“Love Divine, All Loves Expelling”; and “Death Ate my Eyes”: a Pair of Sonnets

Love Divine, All Loves Expelling

 When you were killed by lightning (yes, by God

Himself—Herself, perhaps), voltage struck

The Shenandoah River where that odd

Thing, God’s strange love, took Charles.  It ran amok

That afternoon beneath the blackened sky,

That bleak Levitical cloud from where S/He

Sent you, lungs boiled, to death in somewhat sly

Arrangements, love by mystical decree

From wisdom high above.  Death ate my eyes

Then, so I cannot see the prudence of

This act, so now S/He cannot hypnotize

Me.  Mesmerism cannot make this Love

A thing of beauty.  Everything that once

Was lovely died beyond this blinded dunce.

     Death Ate my Eyes

I cannot see now since my eyes were gulped

By God.  Before He did that, I could see.
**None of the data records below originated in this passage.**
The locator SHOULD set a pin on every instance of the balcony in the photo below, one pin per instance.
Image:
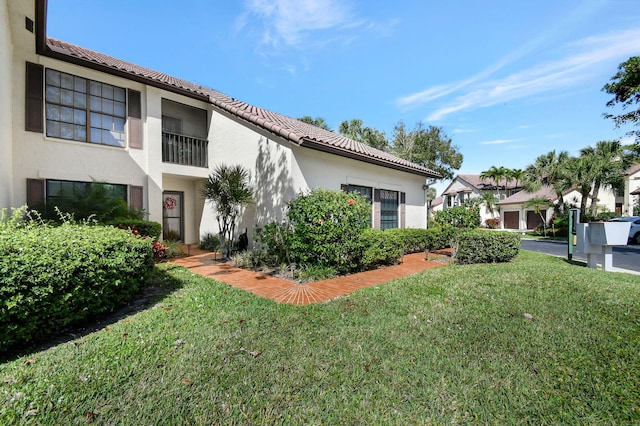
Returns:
(184, 150)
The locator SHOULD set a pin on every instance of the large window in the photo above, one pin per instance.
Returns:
(59, 190)
(84, 110)
(364, 191)
(388, 209)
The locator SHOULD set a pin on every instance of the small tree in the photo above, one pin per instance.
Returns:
(539, 204)
(227, 189)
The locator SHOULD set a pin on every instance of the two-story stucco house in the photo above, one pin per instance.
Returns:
(71, 116)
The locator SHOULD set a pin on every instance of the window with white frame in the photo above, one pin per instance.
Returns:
(84, 110)
(388, 209)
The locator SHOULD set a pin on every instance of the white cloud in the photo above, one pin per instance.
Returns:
(289, 23)
(576, 66)
(497, 142)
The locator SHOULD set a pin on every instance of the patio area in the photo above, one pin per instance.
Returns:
(284, 291)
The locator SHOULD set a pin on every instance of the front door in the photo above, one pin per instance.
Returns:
(172, 215)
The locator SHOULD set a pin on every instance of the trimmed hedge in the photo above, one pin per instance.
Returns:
(486, 246)
(415, 240)
(380, 248)
(144, 228)
(52, 277)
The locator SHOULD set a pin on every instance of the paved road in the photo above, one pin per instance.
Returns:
(626, 257)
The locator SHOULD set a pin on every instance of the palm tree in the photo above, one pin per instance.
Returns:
(227, 189)
(318, 122)
(515, 175)
(608, 163)
(539, 205)
(549, 170)
(579, 174)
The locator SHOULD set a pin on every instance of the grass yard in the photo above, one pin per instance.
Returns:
(536, 341)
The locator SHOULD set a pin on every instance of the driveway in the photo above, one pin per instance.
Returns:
(625, 257)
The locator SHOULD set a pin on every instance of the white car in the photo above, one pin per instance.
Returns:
(634, 231)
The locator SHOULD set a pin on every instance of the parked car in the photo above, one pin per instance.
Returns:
(634, 231)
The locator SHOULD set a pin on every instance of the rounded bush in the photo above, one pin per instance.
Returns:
(52, 277)
(326, 228)
(486, 246)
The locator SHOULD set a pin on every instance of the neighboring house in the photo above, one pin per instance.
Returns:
(465, 187)
(70, 116)
(631, 197)
(437, 204)
(514, 215)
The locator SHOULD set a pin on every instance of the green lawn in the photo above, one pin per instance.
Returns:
(536, 341)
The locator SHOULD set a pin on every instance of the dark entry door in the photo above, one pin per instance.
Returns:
(533, 219)
(172, 215)
(511, 220)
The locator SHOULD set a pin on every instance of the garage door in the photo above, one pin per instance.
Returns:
(533, 219)
(511, 220)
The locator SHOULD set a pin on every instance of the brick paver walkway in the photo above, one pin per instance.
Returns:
(284, 291)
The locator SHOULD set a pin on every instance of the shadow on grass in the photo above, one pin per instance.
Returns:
(162, 284)
(575, 262)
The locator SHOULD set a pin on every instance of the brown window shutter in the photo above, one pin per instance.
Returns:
(134, 119)
(376, 208)
(402, 210)
(136, 199)
(35, 193)
(34, 82)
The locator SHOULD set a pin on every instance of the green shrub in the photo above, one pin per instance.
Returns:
(143, 228)
(459, 217)
(272, 243)
(326, 228)
(52, 277)
(492, 223)
(317, 273)
(210, 242)
(381, 248)
(486, 246)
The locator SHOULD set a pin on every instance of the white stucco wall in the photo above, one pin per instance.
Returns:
(279, 169)
(315, 169)
(6, 117)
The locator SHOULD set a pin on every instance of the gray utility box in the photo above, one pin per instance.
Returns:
(597, 239)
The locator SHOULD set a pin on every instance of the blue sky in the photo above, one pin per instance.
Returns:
(507, 80)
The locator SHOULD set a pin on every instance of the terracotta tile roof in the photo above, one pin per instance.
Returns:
(524, 195)
(296, 131)
(633, 169)
(486, 184)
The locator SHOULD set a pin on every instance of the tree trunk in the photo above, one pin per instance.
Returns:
(594, 199)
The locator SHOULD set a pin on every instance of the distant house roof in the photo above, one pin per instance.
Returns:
(522, 196)
(296, 131)
(633, 169)
(486, 184)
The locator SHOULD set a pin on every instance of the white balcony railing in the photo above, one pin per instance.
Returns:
(185, 150)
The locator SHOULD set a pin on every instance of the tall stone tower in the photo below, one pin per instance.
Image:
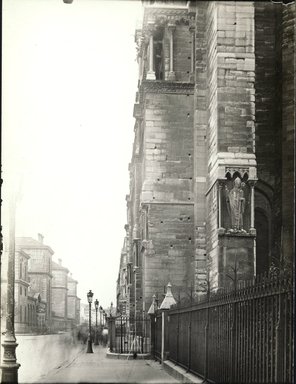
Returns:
(212, 171)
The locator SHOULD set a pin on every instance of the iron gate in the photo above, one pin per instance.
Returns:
(132, 334)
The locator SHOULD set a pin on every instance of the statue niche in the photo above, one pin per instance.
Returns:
(236, 194)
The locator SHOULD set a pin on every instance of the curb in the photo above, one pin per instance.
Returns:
(125, 356)
(180, 373)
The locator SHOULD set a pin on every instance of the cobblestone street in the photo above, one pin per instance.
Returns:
(97, 368)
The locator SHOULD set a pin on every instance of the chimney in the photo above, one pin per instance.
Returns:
(40, 238)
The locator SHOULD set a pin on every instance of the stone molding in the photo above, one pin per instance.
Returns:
(159, 86)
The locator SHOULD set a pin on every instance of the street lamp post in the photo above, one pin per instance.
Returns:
(96, 334)
(9, 364)
(101, 311)
(89, 341)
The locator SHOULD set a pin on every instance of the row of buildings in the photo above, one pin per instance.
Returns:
(212, 169)
(45, 292)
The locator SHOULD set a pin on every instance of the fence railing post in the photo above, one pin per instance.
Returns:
(189, 342)
(233, 351)
(206, 343)
(152, 334)
(279, 340)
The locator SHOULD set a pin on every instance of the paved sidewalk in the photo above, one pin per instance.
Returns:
(97, 368)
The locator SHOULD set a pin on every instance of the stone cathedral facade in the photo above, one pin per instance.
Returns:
(212, 169)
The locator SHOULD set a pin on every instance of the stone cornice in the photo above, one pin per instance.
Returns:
(159, 86)
(163, 15)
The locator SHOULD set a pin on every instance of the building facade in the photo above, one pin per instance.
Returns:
(73, 303)
(59, 296)
(212, 172)
(39, 272)
(45, 296)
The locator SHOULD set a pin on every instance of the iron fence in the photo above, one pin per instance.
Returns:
(131, 334)
(243, 336)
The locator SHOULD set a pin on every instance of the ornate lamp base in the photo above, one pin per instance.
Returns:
(9, 366)
(89, 346)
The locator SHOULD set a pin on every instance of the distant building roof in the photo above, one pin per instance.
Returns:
(70, 278)
(57, 266)
(30, 243)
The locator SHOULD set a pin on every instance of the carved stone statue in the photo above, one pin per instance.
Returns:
(236, 204)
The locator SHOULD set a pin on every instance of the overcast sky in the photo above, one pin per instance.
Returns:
(69, 83)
I saw much ugliness before He pulped

It with His fangs, His lightning.  I am free

Of ugliness.  My blindness gives that gift.

His chomping also swallowed beauty, though.

That moment when He killed him made the rift

Between my dual vision and the woe

Of seeing nothing.  Even foulness might

Be welcome but the foulness of his death

Has wiped that out.  I see an utter night

Where once cold dawns might show his asthmaed breath.

..I shouldn’t gripe.  At least his death killed foul

….Things.  Loveliness is now an unseen howl.